PwC has shared with us the results of their 2022 Global Risk Survey.

It has some interesting stuff, although (as usual) doesn’t go far enough for me. Their food stuff includes:

  • In this turbulent business environment, many executives find the need to revise and adapt their strategies and operating models at a rapid pace. They know that capturing opportunity and avoiding disruption requires speed.
  • Organisations’ risk management and broader resilience capabilities need to quickly adapt to support business agility and to contribute proactive, robust and timely risk insights for decision-making. In an environment where change is constant, strong risk and resilience capabilities can provide an edge. Business leaders can make confident decisions in pursuit of their strategy that are informed by a panoramic view of risk.
  • The organisations that have stood out from the pack in the past two years have not just managed risks. They’ve taken on risks, with confidence. These organisations have an agility advantage. They have the right resources engaged in making risk-informed decisions at the right time.

These are both excellent observations (in the midst of a discussion about the turbulent risk landscape).

Although an argument may be made that things are changing faster than ever before, the fact remains that if an organization is to be successful it has to do more than avoid disaster.

I congratulate PwC for recognizing this truth. I especially like the last excerpt above.

They sound a note of warning, reporting that only “39% of business executive respondents say they are making better decisions and achieving sustained outcomes by consulting with risk professionals”.

However, that is the highest percentage by far I have ever seen respond positively on this issue. Other surveys tell us that about 80% of executives see risk management as a “compliance activity. So I am taking the good news of 39% with a dose of salt.

Unfortunately, the greater part of their report still focuses on avoiding failures. For example, they talk about risk profiles (COSO-speak for risk registers), KRIs instead of KPIs, risk appetite (they would have done better by including a discussion of risk capacity), risk culture (instead of organizational culture), a common risk language (when we should be talking about performance), and a GRC platform (without saying it has to be objective and performance driven).

My advice:

Instead of talking about risk and trying to embed it into decision-making, make sure your decision-making processes consider all the events and situations that might happen. Then make the right business decision.

In the meantime, ask your executives whether “they are making better decisions and achieving sustained outcomes by consulting with risk professionals”.

I welcome your thoughts.

  1. June 21, 2022 at 1:51 AM

    I fully agree with you Norman, as so often before.

    One small bite of food for thought from my side. If it is true, that the speed of change is higher than it has ever been before (I believe that is, and has “always” been true) then simple extrapolation will show that:

    “The speed of change will never again be as slow as it is today”.

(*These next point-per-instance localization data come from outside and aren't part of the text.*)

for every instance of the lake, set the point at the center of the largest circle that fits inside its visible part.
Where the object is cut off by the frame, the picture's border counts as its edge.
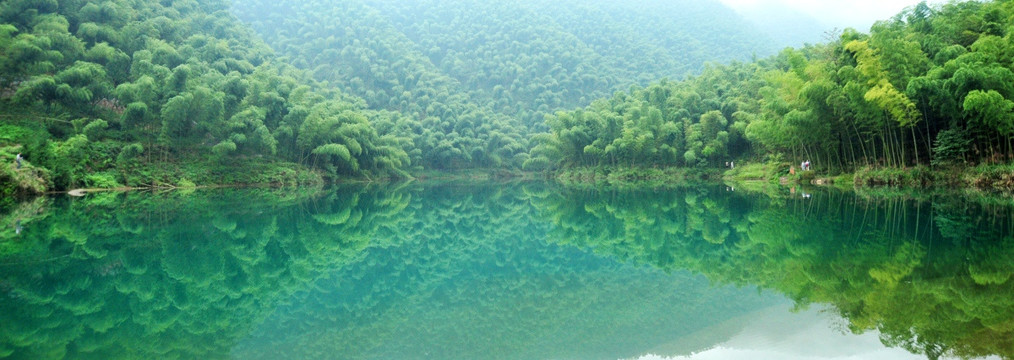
(508, 271)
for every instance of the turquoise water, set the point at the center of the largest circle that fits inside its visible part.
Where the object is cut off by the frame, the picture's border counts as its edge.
(507, 271)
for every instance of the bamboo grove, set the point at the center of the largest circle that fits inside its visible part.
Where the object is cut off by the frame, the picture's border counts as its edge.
(135, 92)
(931, 86)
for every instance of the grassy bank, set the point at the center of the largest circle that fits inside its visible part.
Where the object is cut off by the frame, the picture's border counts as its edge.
(648, 175)
(984, 176)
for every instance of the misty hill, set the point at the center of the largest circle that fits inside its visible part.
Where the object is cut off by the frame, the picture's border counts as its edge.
(522, 59)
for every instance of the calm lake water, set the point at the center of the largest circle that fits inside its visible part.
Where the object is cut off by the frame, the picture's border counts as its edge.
(508, 271)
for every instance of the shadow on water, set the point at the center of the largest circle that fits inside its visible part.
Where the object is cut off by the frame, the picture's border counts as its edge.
(497, 271)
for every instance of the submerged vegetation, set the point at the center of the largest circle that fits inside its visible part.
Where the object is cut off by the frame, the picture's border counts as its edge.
(216, 272)
(144, 93)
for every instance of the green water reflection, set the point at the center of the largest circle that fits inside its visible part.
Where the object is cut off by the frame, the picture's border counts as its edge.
(494, 271)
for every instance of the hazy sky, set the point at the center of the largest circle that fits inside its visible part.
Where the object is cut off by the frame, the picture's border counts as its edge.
(835, 13)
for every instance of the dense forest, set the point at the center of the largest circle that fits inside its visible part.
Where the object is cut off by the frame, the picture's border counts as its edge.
(931, 86)
(145, 93)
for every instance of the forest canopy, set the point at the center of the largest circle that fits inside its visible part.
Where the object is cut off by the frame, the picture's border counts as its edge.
(132, 92)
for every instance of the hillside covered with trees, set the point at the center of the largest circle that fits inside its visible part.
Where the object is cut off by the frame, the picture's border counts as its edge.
(931, 86)
(141, 93)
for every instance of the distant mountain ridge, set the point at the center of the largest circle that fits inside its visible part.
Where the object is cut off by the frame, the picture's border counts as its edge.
(523, 59)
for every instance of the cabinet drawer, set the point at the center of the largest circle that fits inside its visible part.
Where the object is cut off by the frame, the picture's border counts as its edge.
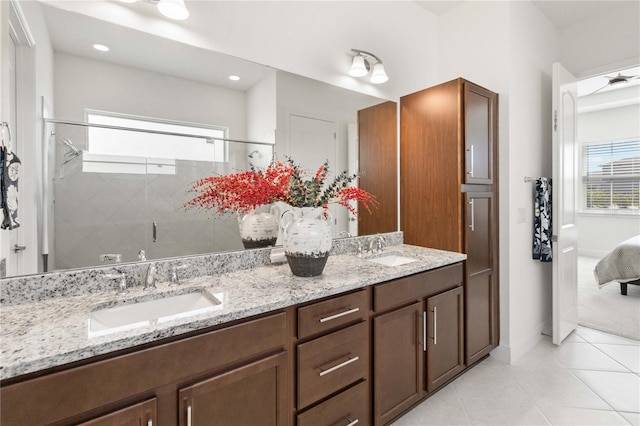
(417, 286)
(332, 362)
(332, 313)
(347, 408)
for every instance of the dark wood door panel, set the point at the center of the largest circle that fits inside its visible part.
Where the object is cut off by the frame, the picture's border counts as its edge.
(479, 113)
(250, 395)
(445, 337)
(398, 361)
(378, 153)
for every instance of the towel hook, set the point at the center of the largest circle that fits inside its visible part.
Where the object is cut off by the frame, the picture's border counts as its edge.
(4, 125)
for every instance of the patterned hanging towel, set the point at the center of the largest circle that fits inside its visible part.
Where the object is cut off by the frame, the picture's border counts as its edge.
(542, 229)
(10, 168)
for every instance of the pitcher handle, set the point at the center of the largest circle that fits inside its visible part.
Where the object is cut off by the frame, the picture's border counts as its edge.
(327, 216)
(286, 218)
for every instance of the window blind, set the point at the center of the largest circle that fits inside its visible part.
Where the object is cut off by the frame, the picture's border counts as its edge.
(611, 178)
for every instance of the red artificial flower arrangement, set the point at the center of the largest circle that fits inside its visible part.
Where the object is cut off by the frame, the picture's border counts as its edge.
(243, 191)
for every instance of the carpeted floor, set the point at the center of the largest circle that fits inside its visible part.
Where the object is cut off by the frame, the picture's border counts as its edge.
(606, 309)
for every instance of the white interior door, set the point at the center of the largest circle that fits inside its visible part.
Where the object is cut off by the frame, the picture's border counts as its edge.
(311, 142)
(565, 175)
(14, 256)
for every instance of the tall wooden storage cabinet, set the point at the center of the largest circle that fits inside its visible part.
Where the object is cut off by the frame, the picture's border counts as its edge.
(449, 192)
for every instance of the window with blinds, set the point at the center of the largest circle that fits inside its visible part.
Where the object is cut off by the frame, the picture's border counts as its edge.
(611, 177)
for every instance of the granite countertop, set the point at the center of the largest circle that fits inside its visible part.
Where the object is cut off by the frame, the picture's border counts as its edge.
(40, 335)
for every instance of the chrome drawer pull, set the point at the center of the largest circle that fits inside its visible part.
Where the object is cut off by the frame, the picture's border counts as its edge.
(424, 330)
(341, 314)
(336, 367)
(435, 325)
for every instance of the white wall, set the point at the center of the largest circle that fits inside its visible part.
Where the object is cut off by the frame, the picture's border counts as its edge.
(602, 43)
(4, 107)
(315, 38)
(598, 234)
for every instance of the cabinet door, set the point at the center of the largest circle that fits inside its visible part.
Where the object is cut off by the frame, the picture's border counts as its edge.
(445, 337)
(254, 394)
(481, 292)
(142, 414)
(350, 407)
(398, 362)
(480, 112)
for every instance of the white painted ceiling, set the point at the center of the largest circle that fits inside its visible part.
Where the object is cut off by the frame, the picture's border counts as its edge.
(136, 41)
(563, 13)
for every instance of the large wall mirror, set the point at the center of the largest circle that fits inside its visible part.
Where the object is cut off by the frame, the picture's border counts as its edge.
(112, 202)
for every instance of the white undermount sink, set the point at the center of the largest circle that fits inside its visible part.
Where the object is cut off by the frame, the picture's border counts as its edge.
(392, 260)
(140, 314)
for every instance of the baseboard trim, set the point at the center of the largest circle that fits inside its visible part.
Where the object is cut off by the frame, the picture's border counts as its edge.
(592, 253)
(511, 354)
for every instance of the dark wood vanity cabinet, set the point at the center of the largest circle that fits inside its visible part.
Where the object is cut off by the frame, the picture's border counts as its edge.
(254, 394)
(418, 333)
(140, 414)
(238, 370)
(361, 357)
(398, 361)
(444, 337)
(449, 192)
(332, 368)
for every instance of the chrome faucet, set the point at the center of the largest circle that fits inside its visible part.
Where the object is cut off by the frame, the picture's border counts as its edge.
(174, 279)
(150, 277)
(376, 244)
(358, 246)
(122, 285)
(117, 257)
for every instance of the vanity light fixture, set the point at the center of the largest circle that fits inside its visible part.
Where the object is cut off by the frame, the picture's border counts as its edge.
(361, 65)
(173, 9)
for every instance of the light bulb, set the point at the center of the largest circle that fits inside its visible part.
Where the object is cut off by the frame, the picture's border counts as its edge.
(358, 67)
(378, 75)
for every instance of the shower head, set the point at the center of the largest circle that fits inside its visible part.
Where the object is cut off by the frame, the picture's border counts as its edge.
(67, 143)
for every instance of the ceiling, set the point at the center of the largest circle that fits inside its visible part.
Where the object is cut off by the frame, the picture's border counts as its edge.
(203, 63)
(562, 13)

    So, executives of the world, fasten your seatbelts and get going. Those of you who do not drive change in your company and your industry will be forced to be driven by change – and then, who is leading?

  2. Richard Fowler
    June 21, 2022 at 7:11 AM

    Another good piece, Norman, although I must question your final advice. You say “make sure your decision-making processes consider all the events and situations that might happen.” Of course, this is the whole problem, isn’t it?

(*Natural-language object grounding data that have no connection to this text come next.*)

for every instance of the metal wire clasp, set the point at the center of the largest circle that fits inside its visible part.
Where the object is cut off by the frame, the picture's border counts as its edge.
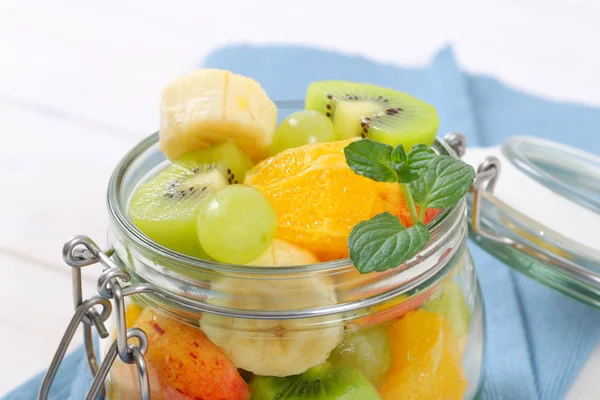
(79, 252)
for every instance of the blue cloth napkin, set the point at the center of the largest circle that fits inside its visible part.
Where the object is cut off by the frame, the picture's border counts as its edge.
(537, 339)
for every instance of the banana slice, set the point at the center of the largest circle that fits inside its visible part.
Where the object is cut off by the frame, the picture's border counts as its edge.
(276, 347)
(210, 106)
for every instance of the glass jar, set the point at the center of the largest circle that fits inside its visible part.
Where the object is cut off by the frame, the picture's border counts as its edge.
(411, 332)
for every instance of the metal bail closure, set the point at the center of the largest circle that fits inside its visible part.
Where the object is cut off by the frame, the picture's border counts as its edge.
(553, 237)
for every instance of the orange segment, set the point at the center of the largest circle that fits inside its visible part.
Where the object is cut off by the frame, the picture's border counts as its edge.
(426, 363)
(318, 199)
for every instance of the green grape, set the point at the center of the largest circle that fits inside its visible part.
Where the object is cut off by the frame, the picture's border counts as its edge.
(237, 224)
(369, 349)
(300, 128)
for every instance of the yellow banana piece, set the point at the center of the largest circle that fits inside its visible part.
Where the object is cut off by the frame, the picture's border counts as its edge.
(210, 106)
(276, 347)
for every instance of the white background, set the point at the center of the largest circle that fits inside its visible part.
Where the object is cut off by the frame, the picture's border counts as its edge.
(80, 82)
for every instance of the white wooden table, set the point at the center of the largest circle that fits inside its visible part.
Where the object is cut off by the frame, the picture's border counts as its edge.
(80, 82)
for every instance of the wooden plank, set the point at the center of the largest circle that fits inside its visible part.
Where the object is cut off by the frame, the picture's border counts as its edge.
(36, 306)
(54, 174)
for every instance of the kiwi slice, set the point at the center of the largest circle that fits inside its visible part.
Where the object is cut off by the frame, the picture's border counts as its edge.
(166, 207)
(375, 112)
(323, 382)
(451, 303)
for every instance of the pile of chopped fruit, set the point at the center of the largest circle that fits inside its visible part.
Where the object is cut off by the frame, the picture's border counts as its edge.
(351, 173)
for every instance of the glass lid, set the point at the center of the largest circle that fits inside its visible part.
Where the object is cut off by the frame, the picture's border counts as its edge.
(536, 206)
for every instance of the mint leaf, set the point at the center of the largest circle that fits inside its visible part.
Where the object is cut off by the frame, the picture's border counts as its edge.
(443, 184)
(371, 159)
(383, 242)
(417, 161)
(398, 160)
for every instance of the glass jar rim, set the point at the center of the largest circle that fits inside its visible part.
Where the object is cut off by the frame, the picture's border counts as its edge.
(117, 207)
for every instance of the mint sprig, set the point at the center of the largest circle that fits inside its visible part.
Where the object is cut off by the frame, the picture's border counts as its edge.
(445, 181)
(383, 242)
(426, 179)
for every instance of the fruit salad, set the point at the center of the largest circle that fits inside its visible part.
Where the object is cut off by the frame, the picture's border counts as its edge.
(352, 176)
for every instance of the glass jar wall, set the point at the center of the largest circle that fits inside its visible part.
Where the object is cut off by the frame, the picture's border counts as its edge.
(309, 331)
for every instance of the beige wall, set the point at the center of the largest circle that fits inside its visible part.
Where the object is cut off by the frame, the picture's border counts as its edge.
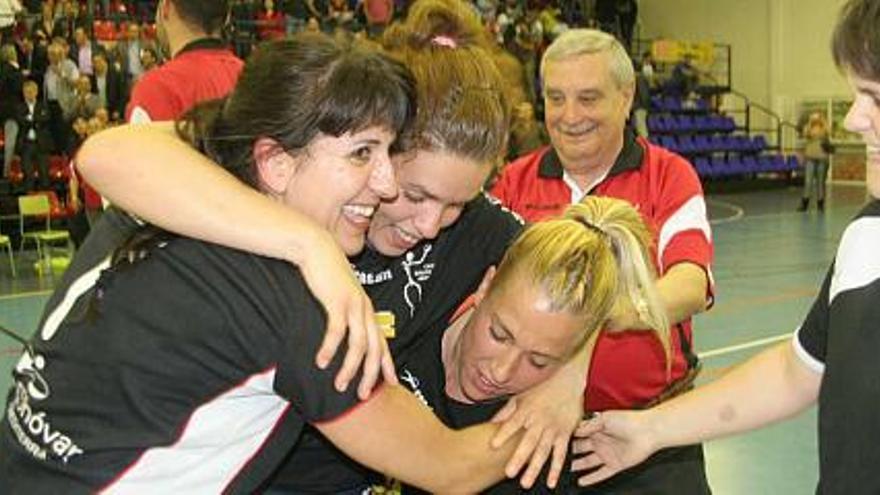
(780, 48)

    We constantly work with incomplete and imperfect information so we’re never sure if we’ve considered “all the events” nor if we’ve identified the optimal plans to address those events. Almost every decision ever made or that will be made is based in imperfect information.

    We do the best we can with the information available. It doesn’t matter whether it’s a question of a business merger, who to hire, or which movie to see.

    • Norman Marks
      June 21, 2022 at 7:30 PM

      Richard, I am using that language because it is business language, rather than talk about risk. Certainly, there are limits.

  3. Dragica
    June 28, 2022 at 7:07 AM

    Norman,
    As always, a great article. The line that particularly caught my attention:

    “Although an argument may be made that things are changing faster than ever before, the fact remains that if an organization is to be successful it has to do more than avoid disaster.”

    This is one of the biggest challenges in the mental models that exist among executives. The perception is that risk is always a ‘bad thing’. After more than 30 years I am still stumped by the fact that they don’t consult a risk professional on major decisions – so as to offer some impartial observations. The bigger issue is with the planning process – they seldom consider the conditions that are necessary for success to achieve the outcomes they so want (KPIs).

    If only planning and decision-making could improve, we would likely see that change is always present – regardless of its speed. Being positioned to view risk as either a plus or minus in the equation – everything could be different.